Wednesday, October 10, 2007

The NEW wall? - a little bit of propaganda



"On Monday, Israeli Prime Minister
Ehud Olmert told Israeli MPs
he would devote the next year to
pursuing peace with the Palestinians.


http://news.bbc.co.uk/2/hi/uk_news/7036945.stm


Did you know that the "barrier", which Israel is building around the West Bank is illegal, according to the International Court of Justice? I just read this and think there has been an awful lack of awareness of this fact, although this was an ICJ ruling from 2004! It is not surprising that this decision hasn't been accepted or enforced by the Security Council yet.

Who would have thought that Israel is doing something illegal?!

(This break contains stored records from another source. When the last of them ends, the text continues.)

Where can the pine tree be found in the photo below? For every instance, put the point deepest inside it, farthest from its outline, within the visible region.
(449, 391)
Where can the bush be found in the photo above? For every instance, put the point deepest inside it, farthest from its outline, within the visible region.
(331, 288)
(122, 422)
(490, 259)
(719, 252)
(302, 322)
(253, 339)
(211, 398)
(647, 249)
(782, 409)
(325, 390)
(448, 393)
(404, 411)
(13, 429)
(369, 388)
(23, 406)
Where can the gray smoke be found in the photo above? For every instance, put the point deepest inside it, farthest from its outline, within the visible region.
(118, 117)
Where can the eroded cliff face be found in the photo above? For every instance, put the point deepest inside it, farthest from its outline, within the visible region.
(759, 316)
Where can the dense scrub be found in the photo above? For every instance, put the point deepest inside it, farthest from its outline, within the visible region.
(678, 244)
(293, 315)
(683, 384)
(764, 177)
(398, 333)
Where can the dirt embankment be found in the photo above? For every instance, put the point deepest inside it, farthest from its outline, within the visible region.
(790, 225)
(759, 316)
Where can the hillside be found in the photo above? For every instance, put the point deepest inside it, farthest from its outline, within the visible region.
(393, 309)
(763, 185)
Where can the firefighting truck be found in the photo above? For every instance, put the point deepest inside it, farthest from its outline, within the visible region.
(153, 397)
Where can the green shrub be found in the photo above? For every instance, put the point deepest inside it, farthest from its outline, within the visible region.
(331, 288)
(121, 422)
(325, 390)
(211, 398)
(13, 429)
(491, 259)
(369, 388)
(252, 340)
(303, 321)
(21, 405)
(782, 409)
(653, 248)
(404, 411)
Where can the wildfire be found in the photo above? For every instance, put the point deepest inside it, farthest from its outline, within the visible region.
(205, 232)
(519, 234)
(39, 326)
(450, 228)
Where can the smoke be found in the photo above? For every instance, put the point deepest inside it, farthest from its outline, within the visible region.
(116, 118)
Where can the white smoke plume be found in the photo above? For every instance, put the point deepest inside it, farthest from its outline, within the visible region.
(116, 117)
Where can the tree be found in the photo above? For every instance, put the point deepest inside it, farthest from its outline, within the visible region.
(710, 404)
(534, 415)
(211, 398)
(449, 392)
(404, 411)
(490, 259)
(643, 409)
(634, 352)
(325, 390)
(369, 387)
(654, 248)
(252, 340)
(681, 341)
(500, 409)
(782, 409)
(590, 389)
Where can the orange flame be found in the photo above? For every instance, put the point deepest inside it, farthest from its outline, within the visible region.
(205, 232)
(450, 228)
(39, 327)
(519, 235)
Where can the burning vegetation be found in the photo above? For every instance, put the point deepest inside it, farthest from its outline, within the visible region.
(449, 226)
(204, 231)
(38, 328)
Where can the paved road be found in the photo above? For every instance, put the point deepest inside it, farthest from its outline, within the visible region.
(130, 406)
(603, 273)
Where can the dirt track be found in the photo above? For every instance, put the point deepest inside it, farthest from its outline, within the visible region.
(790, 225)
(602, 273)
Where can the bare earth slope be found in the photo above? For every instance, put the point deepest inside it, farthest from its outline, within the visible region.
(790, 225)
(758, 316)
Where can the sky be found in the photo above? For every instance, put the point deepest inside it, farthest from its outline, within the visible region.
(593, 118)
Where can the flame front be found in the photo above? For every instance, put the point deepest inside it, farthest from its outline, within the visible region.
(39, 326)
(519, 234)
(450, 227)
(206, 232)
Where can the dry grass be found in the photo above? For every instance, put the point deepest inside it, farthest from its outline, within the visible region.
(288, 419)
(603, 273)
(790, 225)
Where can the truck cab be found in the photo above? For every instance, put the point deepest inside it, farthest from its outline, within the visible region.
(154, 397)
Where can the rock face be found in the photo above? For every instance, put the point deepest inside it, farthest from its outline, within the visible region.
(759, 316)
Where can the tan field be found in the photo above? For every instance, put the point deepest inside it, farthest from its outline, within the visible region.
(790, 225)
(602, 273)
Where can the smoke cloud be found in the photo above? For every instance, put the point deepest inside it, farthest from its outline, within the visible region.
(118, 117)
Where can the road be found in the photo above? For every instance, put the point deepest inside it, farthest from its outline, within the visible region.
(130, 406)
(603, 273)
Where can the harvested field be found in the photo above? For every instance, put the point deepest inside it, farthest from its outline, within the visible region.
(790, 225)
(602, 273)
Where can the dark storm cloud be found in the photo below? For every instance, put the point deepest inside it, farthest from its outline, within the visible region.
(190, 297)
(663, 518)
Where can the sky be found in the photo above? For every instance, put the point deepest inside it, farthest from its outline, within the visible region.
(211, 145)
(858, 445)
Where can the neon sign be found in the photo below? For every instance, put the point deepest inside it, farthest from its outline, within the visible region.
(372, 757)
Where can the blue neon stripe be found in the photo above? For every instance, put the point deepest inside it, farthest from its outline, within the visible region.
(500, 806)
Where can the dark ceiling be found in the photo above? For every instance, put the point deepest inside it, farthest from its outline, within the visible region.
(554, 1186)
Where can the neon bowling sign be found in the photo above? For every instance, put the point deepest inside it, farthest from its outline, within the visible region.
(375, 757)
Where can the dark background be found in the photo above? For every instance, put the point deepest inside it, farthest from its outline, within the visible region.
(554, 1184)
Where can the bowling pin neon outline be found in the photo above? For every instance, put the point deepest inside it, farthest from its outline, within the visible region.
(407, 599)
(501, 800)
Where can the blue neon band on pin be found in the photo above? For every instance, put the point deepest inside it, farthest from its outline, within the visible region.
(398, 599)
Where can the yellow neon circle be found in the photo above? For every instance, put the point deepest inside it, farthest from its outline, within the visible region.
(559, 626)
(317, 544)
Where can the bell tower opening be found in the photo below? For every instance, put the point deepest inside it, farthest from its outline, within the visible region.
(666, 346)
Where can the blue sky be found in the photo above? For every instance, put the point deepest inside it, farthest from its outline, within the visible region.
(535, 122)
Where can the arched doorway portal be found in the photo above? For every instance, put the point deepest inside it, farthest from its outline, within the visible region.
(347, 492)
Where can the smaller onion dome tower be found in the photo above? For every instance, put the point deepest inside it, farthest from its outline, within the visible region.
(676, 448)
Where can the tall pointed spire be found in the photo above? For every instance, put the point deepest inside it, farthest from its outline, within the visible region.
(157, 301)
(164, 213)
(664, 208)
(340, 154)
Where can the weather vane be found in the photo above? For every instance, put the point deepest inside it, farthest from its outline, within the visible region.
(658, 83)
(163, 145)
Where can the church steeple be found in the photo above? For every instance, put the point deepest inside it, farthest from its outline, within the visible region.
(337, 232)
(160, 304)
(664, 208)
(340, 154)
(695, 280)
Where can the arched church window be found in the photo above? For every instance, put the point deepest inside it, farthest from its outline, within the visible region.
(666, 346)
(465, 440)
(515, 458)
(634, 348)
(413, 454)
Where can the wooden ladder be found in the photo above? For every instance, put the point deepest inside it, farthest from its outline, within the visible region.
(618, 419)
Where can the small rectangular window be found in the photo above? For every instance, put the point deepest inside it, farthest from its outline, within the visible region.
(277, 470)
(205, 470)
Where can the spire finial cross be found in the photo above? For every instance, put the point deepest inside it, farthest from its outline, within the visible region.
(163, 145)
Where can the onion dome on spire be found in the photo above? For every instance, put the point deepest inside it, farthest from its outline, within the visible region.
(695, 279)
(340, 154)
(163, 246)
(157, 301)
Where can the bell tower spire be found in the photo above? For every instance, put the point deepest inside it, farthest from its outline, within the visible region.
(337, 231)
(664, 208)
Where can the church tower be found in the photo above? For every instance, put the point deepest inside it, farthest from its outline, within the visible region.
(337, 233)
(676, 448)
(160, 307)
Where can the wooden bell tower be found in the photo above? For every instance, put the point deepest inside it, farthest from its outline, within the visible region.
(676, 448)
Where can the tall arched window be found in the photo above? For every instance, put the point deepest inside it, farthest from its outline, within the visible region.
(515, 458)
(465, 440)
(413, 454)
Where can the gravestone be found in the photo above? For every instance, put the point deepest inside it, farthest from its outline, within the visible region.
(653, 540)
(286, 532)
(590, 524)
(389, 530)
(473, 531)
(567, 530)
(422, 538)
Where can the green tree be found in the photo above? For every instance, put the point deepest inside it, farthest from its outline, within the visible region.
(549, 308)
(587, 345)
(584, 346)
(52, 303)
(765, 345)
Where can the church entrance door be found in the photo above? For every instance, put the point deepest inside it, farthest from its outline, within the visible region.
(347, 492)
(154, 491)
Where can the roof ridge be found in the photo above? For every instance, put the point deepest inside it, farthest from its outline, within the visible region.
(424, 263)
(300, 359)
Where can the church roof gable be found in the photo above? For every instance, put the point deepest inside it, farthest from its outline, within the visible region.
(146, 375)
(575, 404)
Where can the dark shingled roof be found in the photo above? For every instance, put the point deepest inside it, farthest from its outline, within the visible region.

Myself, I find this barrier and the general silence about it on the international political scene utterly unbelievable. There is plenty of information on the net about both sides of argument: Israel wants to protect itself from Palestinian terrorism, which has killed over 1,000 of its citizens in over 20,000 attacks in the last 3 1/2 years (http://www.aijac.org.au/updates/Jul-04/120704.html). The Palestinians find their land being confiscated and taken away and the internationally agreed 1967 borders being ignored, separating them from the farm or pasture land and sometimes creating an ugly, up to 8m-high concrete wall all around them (see photo below).

I don't want to release a very biased statement here, there's enough of those around, but I feel that this issue is not receiving enough attention worldwide... so if you care, take a few minutes and google it. (A good place to start is the UN's Office for the Coordination of Humanitarian Affairs in the Occupied Palestinian Territories at www.ochaopt.org)



Here's a few (biased) pictures:


A basic map of the barrier.




A map focused on the area of Qalqilia, where the barrier penetrates deeply into the West Bank territory.






Two views of the wall passing between palestinian land and Israeli land or settlements.






Some artists' expressions on the small part of the barrier that is built as a massive wall.




A very 'controversial' (but maybe obvious) comparison to the Wall that separated East from West Germany for over thirty years. (it is a little old, I think, but a pretty cool graphic.)